В статье напоминали, что шестьдесят восьмой год ознаменовался студенческой революцией в Париже. Я и тогда знала о волнениях, охвативших студенческие круги Польши, и, помнится, удивлялась, что у нас ничего не происходит и не к кому примкнуть. Помнится, я даже кому-то из друзей или родственников говорила, что не понимаю, как это могло случиться, что в царское время студенчество было настроено антиправительственно и было наиболее мобильной и решительной частью населения, а в наши дни превратилось в болото, которому ничего не интересно и которое ничто не волнует.

После хрущевских разоблачений гэбуха притихла на время и сидела тихо первые годы брежневского правления, стараясь разобраться, чего ждать от нового хозяина. Французские и польские студенты подарили ей шанс выслужиться перед Брежневым. Нужно было сфабриковать громкое дело, с помпой раскрыть его и таким образом доказать Бровастому, что они необходимы и что гайки в стране разболтались — нужно подтянуть. Опыта в штукачестве было у ведомства предостаточно — набили руку за сталинские годы — а тут такой случай: поляки бунтуют, и Западная Украина теперь наша, значит, бунтари — вот они, рядом, а кто может дать гарантию, что и к нам эта зараза еще не переползла? И было решено сделать вид, что — переползла.

Я думаю, их интересовал Гений — приятель моего мальчика, личность которого вполне тянула на то, чтобы раскрутить на роль лидера подполья.

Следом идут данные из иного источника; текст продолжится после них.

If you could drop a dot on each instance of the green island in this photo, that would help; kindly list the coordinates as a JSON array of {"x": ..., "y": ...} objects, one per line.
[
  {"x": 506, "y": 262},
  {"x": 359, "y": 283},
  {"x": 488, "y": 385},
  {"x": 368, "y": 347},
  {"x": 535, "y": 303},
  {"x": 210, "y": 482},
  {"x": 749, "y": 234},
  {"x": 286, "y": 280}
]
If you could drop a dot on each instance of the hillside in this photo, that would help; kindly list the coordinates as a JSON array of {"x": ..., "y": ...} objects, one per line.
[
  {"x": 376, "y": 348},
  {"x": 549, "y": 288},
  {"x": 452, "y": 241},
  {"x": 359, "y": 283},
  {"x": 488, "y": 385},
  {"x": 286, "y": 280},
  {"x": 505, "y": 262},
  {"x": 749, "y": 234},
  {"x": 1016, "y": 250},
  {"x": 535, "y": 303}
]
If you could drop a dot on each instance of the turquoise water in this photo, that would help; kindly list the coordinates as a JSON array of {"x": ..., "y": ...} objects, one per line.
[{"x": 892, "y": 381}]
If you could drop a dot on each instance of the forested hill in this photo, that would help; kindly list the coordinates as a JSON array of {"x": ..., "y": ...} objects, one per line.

А мы были теми ступеньками, которые могли привести гэбэ к лидеру. Тем более, что просматривалась очень удачная связь западенских студентов с московскими — через меня.

Уехав из Москвы, я сломала замысел. Почтовой переписки я с мальчиком не вела, дома сидела одна, никто ко мне не приезжал и не приходил, общалась я только со своими школьными друзьями, а они за последние два года никуда не выезжали из Азербайджана. Поэтому протянуть нитку из Западной Украины и Москвы в Баку им не представлялось возможным, потому и повезли меня так далеко, чтобы на месте сломать и представить мой отъезд домой попыткой спрятаться от разоблачения.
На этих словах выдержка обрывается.